Pertanto, la prima regola da osservare quando si pianifica un passaggio generazionale mediante trust è quella di considerare che le attribuzioni ai beneficiari del trust debbono tenere conto delle quote di eredità riservate ai legittimari; e che, se alcuno dei beneficiari riceva un’attribuzione lesiva dei diritti degli altri legittimari, la "tenuta" di questa costruzione è condizionata dal fatto che costoro mantengano, dopo la morte del de cuius, un atteggiamento consenziente verso la volontà del defunto e quindi non contestino le attribuzioni da questi effettuate (per impugnare le liberalità lesive della legittima la legge concede infatti dieci anni di tempo dopo la morte del de cuius e non è consentita alcuna rinuncia mentre il defunto è in vita).
Resta salvo il caso che il trust sia in varia misura "combinato" con la stipula di un "patto di famiglia" e cioè di quel contratto, finalizzato proprio alla realizzazione del passaggio generazionale nell’azienda familiare, al quale il codice civile (articoli 768-bis e seguenti) conferisce il particolare effetto di non essere contestabile in sede di successione dell’imprenditore defunto.
Fatta questa doverosa premessa, si può passare ad analizzare i casi in cui può essere utile che le azioni di spa o le quote di srl di titolarità dell’imprenditore vengano intestate a un trustee in funzione del passaggio generazionale dell’impresa.
L’ipotesi più frequente è purtroppo quella dell’esistenza, nella famiglia dell’imprenditore, di un dissidio o comunque di una situazione ritenuta preclusiva di un armonica trasmissione ereditaria: vuoi a causa di un matrimonio non tollerato (ad esempio: la figlia dell’imprenditore si è coniugata con un soggetto non considerato benevolmente dai famigliari della sposa), vuoi a causa delle sgradite abitudini di vita del figlio dell’ imprenditore (ad esempio, perché oltremodo ozioso o perché frequentemente coinvolto in dissolutezze, sperperi oppure nell’uso di alcool o droghe), vuoi a causa di una sua conclamata incapacità di gestire situazioni imprenditoriali, eccetera.
In queste ipotesi è frequente l’intestazione al trustee dei beni che saranno oggetto della trasmissione ereditaria, affinchè questi li gestisca nell’ interesse dei beneficiari, li preservi dalla dissipazione e, alfine, li ripartisca tra i beneficiari in funzione dei loro meriti e delle loro capacità, sempre avendo presenti le norme sulla successione legittima di cui prima si è parlato.
Un’altra vicenda che spesso capita di gestire è quella dell’ imprenditore che si sia reso protagonista di una pluralità di matrimoni, e che quindi si trovi ad avere figli di età assai diversa tra loro: in ipotesi, alcuni già adulti, alcuni ancora studenti, alcuni ancora in fasce.

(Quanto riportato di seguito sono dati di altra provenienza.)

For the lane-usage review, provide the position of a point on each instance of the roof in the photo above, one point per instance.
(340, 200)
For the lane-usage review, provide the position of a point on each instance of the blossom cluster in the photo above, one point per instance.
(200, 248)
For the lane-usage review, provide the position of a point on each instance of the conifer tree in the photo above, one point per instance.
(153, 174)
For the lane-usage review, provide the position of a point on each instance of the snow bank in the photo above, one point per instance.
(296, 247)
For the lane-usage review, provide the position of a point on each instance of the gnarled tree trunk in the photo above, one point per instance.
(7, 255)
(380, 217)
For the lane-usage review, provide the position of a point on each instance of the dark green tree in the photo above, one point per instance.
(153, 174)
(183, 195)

Non è facile conciliare la legittima aspirazione dei figli più maturi a subentrare nella conduzione dell’impresa con la naturale protezione che deve essere concessa a quelli non ancora in grado di provvedere a se stessi.
Anche in questo caso l’intervento del trustee può essere una ottimale soluzione per bilanciare gli interessi in campo e per effettuare le attribuzioni più consone, da un lato, alla preservazione del valore dell’azienda e, d’altro lato, alla equa ripartizione del patrimonio dell’imprenditore.

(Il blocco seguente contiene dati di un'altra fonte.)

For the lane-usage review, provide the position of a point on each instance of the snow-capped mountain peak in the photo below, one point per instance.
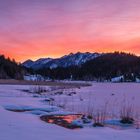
(76, 59)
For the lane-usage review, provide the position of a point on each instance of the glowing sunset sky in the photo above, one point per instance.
(30, 29)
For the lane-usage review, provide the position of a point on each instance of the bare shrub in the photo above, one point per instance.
(38, 89)
(99, 115)
(127, 112)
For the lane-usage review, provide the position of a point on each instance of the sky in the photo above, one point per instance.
(32, 29)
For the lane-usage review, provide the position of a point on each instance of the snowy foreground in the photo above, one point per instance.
(28, 126)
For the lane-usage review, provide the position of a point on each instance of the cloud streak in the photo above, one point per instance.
(32, 28)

Non sono infrequenti nemmeno le situazioni in cui non vi sono tanto da gestire problemi di ripartizione del patrimonio dell’ imprenditore (poiché questi, in ipotesi, si trovi privo di stretti familiari aventi diritto alla legittima), quanto c’è da affrontare il tema di individuare un soggetto idoneo a proseguire l’impresa, una volta che l’imprenditore sia passato a miglior vita.
Anche in questo caso il trust può essere un’efficace soluzione per evitare che la morte dell’imprenditore comporti la distruzione dell’impresa a causa del venir meno di chi la guidava.